Prior to this, the alopecia drugs that existed simply limited the effects or slowed the progression of male or female pattern baldness. The JAK inhibitors actually allow the hair to grow the way it did before the body saw it as a threat.
In the inital clinical trials on mice with alopecia areata, the drug stimulated regrowth after just ten days! The drug can be taken orally but performed even better when applied topically directly onto the affected spot!
It was found that the enzyme actually suppresses the T-cells responsible for alopecia while promoting regrowth. The results were so astounding that the scientists have high hopes that the drug will be as effective on other types of alopecia or hair loss over all.
The breakthrough came as a result of scientists sifting through genetic research and noticing that there is a way that they could trace the process of alopecia backwards to find what causes the onset. That is when they discovered the specific type of cells that cause alopecia and they were then able to isolate those cells and engineer the enzyme to combat them.
After witnessing the success of its use in the trial with the mice, the researchers decided to do a follow-up on human patients with moderate to severe cases of alopecia. The clinical trial on humans was facilitated by the researchers along with Julian Mackay-Wiggan, MD, MS, director of the Clinical Research Unit in the Department of Dermatology at CUMC and a practicing dermatologist at NewYork-Presbyterian/Columbia who treats patients with multiple types of hair loss.
The initiative prompted the initiation of a small open-label clinical trial of ruxolitinib.
The results further boosted their confidence in the drug as in three of the trial’s early participants, the drug completely restored hair growth within four to five months of starting treatment, and wiped any trace of the attacking T-cells from the scalp.
Prior to the discovery that ruxolitinib and tofacitinib could be used to target alopecia, the FDA had approved their use in treating blood disorders.

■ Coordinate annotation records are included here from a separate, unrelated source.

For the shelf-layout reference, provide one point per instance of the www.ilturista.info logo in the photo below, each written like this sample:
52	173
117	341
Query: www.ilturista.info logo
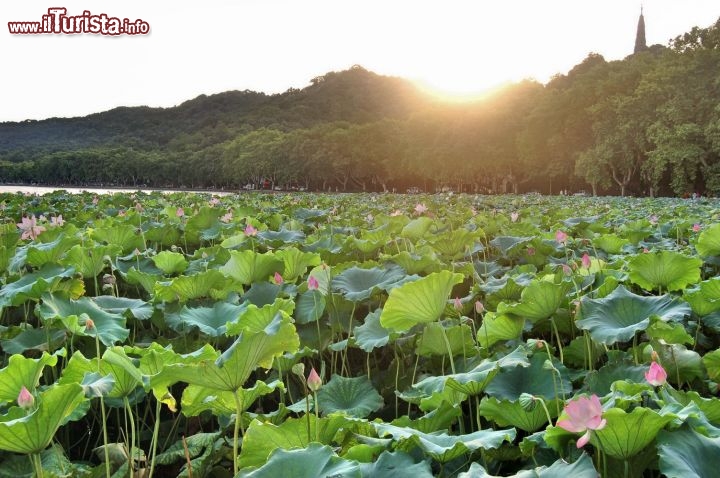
58	22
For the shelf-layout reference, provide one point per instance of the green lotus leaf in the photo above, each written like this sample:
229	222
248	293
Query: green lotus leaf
323	275
283	236
668	332
685	453
538	301
711	361
125	236
679	362
417	262
310	462
396	465
581	468
249	266
263	334
710	407
454	244
145	280
296	262
441	446
418	302
600	381
488	269
54	463
432	342
203	226
209	320
617	317
310	307
166	234
369	241
39	254
496	328
505	412
537	379
507	289
626	434
96	385
125	306
371	335
357	284
708	242
262	438
416	229
664	270
170	262
196	286
90	261
32	286
610	243
505	244
22	371
355	397
116	363
43	339
110	328
440	418
197	399
155	358
22	432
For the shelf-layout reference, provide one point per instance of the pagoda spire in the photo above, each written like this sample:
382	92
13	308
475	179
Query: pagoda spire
640	43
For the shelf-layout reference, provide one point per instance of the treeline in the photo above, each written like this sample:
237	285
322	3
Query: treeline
645	125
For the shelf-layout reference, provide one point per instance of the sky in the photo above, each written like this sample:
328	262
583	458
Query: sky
452	47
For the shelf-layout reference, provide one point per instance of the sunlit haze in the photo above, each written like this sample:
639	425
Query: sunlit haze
453	48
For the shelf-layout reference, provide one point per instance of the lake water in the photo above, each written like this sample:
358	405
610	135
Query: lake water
40	190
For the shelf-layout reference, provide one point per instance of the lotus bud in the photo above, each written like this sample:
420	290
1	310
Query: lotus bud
314	381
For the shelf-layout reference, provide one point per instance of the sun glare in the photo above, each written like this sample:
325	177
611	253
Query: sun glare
457	92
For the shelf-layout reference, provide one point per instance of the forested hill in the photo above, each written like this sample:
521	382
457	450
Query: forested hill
355	95
646	125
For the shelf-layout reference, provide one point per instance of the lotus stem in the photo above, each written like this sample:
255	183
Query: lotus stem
156	433
238	428
132	448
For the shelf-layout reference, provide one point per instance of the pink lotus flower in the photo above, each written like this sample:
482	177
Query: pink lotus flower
314	381
583	415
313	284
30	228
457	303
560	237
656	375
25	399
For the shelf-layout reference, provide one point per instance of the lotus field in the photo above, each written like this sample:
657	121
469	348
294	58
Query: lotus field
358	336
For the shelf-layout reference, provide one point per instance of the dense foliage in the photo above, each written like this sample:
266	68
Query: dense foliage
646	125
358	335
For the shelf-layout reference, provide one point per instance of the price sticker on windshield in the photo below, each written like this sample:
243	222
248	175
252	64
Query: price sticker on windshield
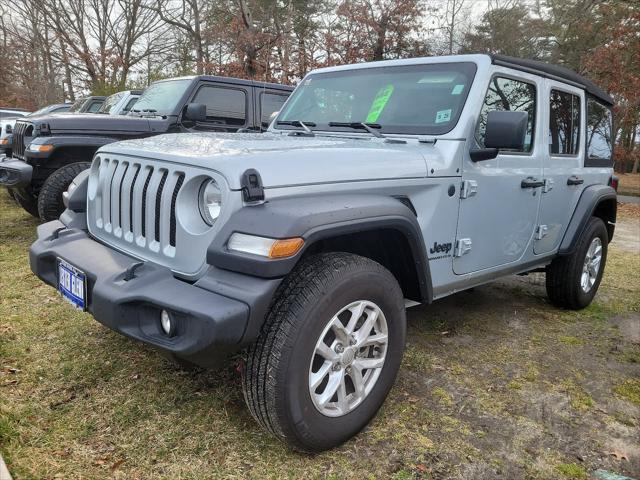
443	116
382	97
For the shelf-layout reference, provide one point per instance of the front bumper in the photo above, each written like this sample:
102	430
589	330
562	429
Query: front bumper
14	173
209	326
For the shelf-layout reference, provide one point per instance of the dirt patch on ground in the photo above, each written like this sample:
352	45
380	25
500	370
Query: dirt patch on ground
495	384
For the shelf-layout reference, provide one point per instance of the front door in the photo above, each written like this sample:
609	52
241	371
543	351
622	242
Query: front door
562	167
227	107
496	223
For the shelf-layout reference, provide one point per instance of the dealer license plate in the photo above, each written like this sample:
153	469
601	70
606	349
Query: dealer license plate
72	284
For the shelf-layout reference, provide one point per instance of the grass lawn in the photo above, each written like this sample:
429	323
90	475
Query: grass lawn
629	184
495	384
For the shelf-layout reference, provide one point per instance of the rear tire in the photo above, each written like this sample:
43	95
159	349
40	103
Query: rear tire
50	205
573	280
284	364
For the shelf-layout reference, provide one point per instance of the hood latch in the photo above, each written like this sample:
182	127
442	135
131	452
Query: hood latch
252	189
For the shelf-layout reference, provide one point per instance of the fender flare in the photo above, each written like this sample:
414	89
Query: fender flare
70	141
591	197
316	218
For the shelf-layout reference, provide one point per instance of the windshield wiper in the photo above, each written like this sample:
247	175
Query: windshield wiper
298	123
369	127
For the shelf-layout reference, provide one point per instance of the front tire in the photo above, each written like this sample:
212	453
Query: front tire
26	200
573	280
328	353
50	205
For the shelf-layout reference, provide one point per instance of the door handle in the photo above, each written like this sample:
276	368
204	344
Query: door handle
573	180
531	182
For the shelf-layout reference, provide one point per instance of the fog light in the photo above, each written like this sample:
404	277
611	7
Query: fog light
167	323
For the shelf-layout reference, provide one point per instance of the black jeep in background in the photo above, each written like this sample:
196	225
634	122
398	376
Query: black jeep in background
49	151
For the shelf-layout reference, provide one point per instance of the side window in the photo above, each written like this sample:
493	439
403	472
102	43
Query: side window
564	123
225	106
269	103
94	107
599	131
511	95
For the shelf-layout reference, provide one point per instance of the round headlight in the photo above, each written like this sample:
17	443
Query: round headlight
210	201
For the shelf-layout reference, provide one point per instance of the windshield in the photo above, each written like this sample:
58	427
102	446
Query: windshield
162	97
43	110
412	99
110	102
77	105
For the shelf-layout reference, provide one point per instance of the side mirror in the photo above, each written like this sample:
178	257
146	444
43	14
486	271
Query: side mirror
196	112
504	130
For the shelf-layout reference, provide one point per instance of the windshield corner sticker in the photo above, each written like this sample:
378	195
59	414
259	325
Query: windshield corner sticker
379	102
443	116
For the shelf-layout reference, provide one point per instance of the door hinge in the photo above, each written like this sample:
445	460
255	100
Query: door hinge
468	188
541	232
462	246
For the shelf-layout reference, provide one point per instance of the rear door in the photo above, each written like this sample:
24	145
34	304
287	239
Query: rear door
498	214
562	164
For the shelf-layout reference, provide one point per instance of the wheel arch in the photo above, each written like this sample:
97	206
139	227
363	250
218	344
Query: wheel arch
382	228
68	154
595	201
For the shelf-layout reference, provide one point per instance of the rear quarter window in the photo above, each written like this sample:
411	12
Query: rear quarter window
564	123
599	133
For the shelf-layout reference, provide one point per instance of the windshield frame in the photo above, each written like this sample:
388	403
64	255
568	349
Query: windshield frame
179	100
410	130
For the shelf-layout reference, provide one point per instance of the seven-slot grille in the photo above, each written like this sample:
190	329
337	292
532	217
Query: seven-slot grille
135	203
18	139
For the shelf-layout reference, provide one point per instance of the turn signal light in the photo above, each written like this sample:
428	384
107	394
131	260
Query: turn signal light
613	182
286	247
263	246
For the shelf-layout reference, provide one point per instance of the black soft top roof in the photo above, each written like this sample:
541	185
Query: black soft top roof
553	71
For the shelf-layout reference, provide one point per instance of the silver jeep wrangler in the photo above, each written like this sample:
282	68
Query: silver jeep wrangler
377	186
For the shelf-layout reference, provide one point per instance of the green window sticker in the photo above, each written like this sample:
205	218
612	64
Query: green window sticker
443	116
457	89
382	97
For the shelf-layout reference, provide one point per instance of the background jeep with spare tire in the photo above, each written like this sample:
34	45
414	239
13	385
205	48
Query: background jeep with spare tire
378	186
49	151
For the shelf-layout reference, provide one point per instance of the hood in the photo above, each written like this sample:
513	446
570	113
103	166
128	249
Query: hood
90	123
282	160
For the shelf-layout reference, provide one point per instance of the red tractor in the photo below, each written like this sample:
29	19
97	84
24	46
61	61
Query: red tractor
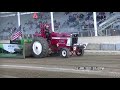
47	42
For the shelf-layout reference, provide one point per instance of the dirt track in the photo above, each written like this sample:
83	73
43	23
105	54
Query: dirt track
56	67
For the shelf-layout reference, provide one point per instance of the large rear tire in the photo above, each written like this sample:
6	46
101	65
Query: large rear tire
65	53
40	48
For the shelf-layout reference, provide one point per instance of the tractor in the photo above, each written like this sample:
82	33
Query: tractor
47	43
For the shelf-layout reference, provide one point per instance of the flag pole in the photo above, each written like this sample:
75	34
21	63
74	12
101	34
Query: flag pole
52	21
18	14
95	23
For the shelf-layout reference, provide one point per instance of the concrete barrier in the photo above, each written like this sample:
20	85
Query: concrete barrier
108	47
91	46
117	47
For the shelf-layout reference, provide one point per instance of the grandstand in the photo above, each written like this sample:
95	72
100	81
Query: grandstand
108	24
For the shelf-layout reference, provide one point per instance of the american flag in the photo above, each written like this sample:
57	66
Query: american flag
17	34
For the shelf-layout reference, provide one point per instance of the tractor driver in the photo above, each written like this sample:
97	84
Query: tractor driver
47	32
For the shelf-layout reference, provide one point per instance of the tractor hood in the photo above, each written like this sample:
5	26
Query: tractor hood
55	34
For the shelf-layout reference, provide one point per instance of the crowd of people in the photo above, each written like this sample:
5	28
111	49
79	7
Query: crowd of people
78	20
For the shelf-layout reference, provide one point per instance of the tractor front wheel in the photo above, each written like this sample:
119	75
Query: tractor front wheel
80	52
65	53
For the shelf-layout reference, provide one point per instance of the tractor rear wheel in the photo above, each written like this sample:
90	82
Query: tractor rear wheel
40	47
65	52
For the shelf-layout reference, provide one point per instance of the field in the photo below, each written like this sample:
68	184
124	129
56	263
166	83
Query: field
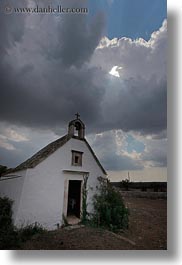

This is What Dr. Raphael Clynnes had to say with regard to the find:
We still need to do more testing to establish that ruxolitinib should be used in alopecia areata, but this is exciting news for patients and their physicians. [] This disease has been completely understudied—until now, only two small clinical trials evaluating targeted therapies in alopecia areata have been performed, largely because of the lack of mechanistic insight into it.
The details of the study is documented in Dr. Christian’s paper. In it you can get a clearer picture of how the drug has impacted on patients who were a part of the study so if you are interested in following the progress or getting more details on it you may find the relevant information under the paper titled “Alopecia Areata is Driven by Cytotoxic T Lymphocytes and is Reversed by JAK Inhibition.”

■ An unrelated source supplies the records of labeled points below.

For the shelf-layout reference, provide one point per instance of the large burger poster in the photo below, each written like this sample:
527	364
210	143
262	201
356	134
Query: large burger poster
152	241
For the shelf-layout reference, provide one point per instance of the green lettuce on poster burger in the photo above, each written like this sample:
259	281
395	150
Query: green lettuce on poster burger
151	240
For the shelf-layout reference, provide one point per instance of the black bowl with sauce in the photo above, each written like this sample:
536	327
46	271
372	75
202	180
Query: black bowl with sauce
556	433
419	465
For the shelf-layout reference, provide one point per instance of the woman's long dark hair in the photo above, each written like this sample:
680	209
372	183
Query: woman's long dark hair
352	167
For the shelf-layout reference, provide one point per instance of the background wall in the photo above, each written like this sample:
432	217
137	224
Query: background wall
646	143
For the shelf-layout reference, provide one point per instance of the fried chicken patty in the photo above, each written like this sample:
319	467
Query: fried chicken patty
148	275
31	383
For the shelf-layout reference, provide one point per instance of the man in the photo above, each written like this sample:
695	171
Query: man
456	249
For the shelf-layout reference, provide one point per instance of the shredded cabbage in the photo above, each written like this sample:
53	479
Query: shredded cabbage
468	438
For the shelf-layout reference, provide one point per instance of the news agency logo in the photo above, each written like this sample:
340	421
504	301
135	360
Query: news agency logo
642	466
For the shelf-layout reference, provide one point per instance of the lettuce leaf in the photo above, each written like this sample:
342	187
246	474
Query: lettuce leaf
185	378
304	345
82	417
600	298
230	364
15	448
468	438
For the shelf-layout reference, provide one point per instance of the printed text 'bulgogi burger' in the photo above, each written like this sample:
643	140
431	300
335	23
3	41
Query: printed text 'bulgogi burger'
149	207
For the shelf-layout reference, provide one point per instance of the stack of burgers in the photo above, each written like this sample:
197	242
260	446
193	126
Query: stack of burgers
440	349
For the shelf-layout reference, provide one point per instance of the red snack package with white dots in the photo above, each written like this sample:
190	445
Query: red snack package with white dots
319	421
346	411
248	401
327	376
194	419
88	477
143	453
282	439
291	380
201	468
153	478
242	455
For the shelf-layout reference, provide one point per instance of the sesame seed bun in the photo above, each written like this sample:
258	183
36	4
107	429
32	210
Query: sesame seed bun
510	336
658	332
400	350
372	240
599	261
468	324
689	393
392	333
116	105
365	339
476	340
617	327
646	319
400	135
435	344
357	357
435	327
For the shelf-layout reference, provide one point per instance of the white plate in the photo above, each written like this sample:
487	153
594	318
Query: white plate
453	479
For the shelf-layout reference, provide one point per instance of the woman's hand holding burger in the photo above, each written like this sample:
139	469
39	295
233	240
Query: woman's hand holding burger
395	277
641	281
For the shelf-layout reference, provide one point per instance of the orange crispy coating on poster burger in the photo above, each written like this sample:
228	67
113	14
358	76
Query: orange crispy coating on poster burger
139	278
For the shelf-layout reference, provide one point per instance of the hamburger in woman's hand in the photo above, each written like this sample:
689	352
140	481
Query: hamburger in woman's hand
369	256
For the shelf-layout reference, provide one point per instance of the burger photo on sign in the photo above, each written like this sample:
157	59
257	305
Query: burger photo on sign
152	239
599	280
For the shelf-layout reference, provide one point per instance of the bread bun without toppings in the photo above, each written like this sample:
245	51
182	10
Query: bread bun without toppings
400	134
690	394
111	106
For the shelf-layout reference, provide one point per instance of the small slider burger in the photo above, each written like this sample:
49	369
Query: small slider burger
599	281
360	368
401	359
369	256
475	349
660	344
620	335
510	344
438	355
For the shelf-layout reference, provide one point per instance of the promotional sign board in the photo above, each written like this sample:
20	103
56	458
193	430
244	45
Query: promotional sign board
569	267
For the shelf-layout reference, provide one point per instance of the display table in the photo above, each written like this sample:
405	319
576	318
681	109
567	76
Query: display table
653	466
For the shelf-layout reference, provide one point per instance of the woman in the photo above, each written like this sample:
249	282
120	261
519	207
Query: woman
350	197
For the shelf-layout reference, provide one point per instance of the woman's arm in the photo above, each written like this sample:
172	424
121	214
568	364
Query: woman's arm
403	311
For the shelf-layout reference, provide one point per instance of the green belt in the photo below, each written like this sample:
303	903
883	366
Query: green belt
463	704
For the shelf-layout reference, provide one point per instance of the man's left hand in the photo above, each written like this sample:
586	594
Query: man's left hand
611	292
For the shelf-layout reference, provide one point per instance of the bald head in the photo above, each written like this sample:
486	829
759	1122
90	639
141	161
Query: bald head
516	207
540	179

The other contributors are Luzhou Xing, Zhenpeng Dai, Ali Jabbari, Jane E. Cerise, Claire Higgins, Weijuan Gong, Annemke de Jong, Sivan Harel, Gina M. DeStefano, Lisa Rothman, Pallavi Singh, Lynn.
It’s great that those suffering from hair loss can look toward the production of a drug that will provide lasting results. I look forward to seeing people beaming as a result of being given a second chance at growing lustrous hair in places that have long been barren.